Мишка еще раз потянул, на этот раз успешно. Портянка вся намокла кровью, видно, ранило сильно.

– Ты сможешь потерпеть, я сбегаю за нашими?

– Давай, беги.

И Мишка поспешил, придерживая автомат, чтобы не очень бил по спине. Но бежать далеко не пришлось: бойцы, услышав стрельбу в огородах, сами торопились сюда.

– Что, хлопец, случилось?

– Мальчишка там… лежит раненый. Помогите, дяденьки.

Бойцы взяли раненого мальчишку, положили на снятую кем-то шинель и понесли к медсанбату. Мишка сначала пошел следом, но потом вспомнил про немца – захотелось посмотреть: как-никак, первый им убитый враг!

Нашел его у самого вишенника – еще немного и убежал бы, вражина. Тот лежал с открытыми глазами и оскаленным ртом, и у Мишки по спине поползли мурашки. А вдруг живой! Он несмело толкнул его носком сапога. Нет, убит, конечно! Заросшее рыжей щетиной обличье фашиста выражало звериную злобу.

Вот он, Мишка, перед тобой враг, пришедший в твою страну жечь и убивать. Вглядись в него хорошенько, запомни на всю жизнь. Запомни и бей без жалости и промаха, мсти за поруганную Родину, за расстрелянного на Горюч-камне Петьку, за слепого Семку, за погибшего в сегодняшнем бою Семенихина…

Мишка вдруг вспомнил, что его, должно быть, уже заждался с патронами младший сержант, резко повернулся и побежал искать хозчасть.

Глава вторая
В РАЗВЕДКЕ

Наступила затяжная полоса оборонительных боев. Противник, оправившись от нанесенного ему под Ельцом и Ливнами сокрушительного поражения, подтянув свежие силы, судорожно, но довольно прочно вцепился в орловский чернозем. Весенняя распутица сковывала передвижение войск, особенно техники, пугала немцев не менее, чем недавние жуткие морозы.

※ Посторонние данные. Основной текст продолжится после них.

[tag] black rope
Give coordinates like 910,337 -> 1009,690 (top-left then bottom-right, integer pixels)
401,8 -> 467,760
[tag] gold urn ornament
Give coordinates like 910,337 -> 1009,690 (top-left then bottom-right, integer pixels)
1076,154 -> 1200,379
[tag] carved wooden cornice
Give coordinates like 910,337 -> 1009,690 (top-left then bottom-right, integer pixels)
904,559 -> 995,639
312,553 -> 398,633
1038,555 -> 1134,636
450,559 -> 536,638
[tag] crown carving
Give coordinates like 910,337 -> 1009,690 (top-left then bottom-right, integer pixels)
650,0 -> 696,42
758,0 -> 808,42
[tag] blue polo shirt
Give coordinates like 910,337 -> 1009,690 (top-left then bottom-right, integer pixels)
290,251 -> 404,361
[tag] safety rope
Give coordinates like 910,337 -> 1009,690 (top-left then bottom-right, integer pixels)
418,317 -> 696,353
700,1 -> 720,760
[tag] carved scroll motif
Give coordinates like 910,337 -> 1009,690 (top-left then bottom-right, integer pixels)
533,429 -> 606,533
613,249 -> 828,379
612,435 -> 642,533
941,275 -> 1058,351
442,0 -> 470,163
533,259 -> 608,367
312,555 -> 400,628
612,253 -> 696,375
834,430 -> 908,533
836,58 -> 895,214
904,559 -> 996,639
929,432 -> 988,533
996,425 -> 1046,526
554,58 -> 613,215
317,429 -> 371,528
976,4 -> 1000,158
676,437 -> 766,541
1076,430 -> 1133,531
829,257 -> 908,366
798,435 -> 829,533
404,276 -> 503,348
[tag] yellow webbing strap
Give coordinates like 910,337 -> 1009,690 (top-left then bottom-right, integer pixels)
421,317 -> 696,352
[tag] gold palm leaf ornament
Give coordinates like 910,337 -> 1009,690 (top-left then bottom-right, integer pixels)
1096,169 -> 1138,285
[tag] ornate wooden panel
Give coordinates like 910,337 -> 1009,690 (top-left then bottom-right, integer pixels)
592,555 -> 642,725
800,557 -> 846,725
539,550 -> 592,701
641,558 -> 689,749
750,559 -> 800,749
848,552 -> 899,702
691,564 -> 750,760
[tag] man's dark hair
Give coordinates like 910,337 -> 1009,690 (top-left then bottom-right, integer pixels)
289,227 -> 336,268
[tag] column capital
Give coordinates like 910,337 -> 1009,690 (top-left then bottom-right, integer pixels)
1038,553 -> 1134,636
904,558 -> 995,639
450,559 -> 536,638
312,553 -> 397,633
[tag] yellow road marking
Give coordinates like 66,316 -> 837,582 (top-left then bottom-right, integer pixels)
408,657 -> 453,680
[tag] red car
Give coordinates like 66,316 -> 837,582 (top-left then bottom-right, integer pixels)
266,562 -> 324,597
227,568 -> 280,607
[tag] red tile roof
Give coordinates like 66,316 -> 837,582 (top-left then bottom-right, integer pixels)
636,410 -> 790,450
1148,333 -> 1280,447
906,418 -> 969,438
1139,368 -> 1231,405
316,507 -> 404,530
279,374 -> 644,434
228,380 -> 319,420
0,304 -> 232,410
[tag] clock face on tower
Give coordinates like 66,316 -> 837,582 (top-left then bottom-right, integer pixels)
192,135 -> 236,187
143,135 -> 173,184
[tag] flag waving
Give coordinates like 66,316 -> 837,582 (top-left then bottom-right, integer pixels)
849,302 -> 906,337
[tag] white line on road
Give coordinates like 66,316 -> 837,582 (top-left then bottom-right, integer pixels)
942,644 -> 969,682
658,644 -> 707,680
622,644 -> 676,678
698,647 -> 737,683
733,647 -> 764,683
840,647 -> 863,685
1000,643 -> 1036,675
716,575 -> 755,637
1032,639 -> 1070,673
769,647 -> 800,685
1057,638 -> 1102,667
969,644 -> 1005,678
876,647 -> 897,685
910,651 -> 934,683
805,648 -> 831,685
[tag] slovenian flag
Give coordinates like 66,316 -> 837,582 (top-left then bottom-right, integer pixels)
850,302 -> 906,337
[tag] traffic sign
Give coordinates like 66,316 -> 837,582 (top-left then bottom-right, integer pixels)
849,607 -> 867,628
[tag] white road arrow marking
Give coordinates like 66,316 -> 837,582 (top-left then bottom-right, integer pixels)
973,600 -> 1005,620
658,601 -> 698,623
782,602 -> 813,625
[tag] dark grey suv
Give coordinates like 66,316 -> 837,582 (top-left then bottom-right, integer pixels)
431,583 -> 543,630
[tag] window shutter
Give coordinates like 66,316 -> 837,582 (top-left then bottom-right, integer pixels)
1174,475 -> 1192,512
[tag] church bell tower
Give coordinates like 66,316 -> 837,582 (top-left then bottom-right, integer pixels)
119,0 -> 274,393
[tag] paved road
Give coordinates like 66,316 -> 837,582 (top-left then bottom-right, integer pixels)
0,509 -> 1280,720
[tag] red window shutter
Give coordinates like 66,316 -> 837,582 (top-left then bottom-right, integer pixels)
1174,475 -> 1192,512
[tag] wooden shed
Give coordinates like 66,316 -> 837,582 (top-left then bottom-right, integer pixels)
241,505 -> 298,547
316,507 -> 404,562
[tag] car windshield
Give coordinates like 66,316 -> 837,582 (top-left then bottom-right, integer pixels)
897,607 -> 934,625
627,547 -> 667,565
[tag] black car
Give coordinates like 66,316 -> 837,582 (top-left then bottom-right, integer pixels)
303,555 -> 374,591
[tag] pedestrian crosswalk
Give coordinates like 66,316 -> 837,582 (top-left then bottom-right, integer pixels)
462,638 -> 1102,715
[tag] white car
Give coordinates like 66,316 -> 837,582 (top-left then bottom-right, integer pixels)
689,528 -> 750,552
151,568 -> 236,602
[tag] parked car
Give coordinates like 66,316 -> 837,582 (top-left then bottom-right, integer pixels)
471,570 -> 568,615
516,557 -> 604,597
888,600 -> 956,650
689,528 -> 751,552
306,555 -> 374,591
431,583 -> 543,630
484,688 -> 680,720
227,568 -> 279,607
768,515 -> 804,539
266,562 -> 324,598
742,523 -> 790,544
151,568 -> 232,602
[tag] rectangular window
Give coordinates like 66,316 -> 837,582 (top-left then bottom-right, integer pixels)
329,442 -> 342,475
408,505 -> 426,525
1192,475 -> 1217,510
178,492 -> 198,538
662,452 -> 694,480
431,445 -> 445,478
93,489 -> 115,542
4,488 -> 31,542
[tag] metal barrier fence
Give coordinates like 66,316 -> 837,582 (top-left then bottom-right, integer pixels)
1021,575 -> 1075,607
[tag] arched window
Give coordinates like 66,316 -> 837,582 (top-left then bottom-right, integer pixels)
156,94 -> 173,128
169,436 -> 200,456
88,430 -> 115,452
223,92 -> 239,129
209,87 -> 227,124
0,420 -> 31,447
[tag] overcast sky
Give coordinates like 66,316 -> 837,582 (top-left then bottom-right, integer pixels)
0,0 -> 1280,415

Наши разведчики, возвращаясь из ночной вылазки в занятую фашистами деревню, подорвали гранатой автомашину с почтой. Сотни солдатских и офицерских писем, так и не дошедших в далекий «фатерлянд», легли на дощатый стол в блиндаже командира стрелкового полка. Отрезвевшие от первых успехов гитлеровцы писали женам и матерям о своих неимоверных злоключениях и страданиях. в России. «Молись за меня, милая Гретхен, – писал какой-то обер-лейтенант. – В этом аду не знаешь, будешь ли ты жив через час. Месяц назад под Русским Бродом от моего взвода осталось пять человек, я тоже чудом уцелел. И это не первый такой бой. Русский Иван оказался не таким слабым, как мы представляли его себе в Германии. Я слышал тут одну поговорку: „Не зная броду – не суйся в воду“. А мы сунулись и теперь не выбраться из него целым…»

После горячего боя под Русским Бродом младший сержант Байдебура видел в Мишке Богданове уже не зеленого подростка, а обстрелянного, равного себе, воина. Мишка чувствовал перемену в отношении к нему старшего товарища, и это было для него лучшей наградой.

А этот необычный день он будет помнить всю жизнь. После обеда, когда термоса с пшенной кашей были дружно опорожнены бойцами, поступила команда: личному составу батальона собраться в березовой роще. Мишка мыл котелки – свой и Гнатов.

– Кончай розмуваты, пишлы! – выскочив из окопа, бросил на ходу Байдебура. Мишка поспешил за ним…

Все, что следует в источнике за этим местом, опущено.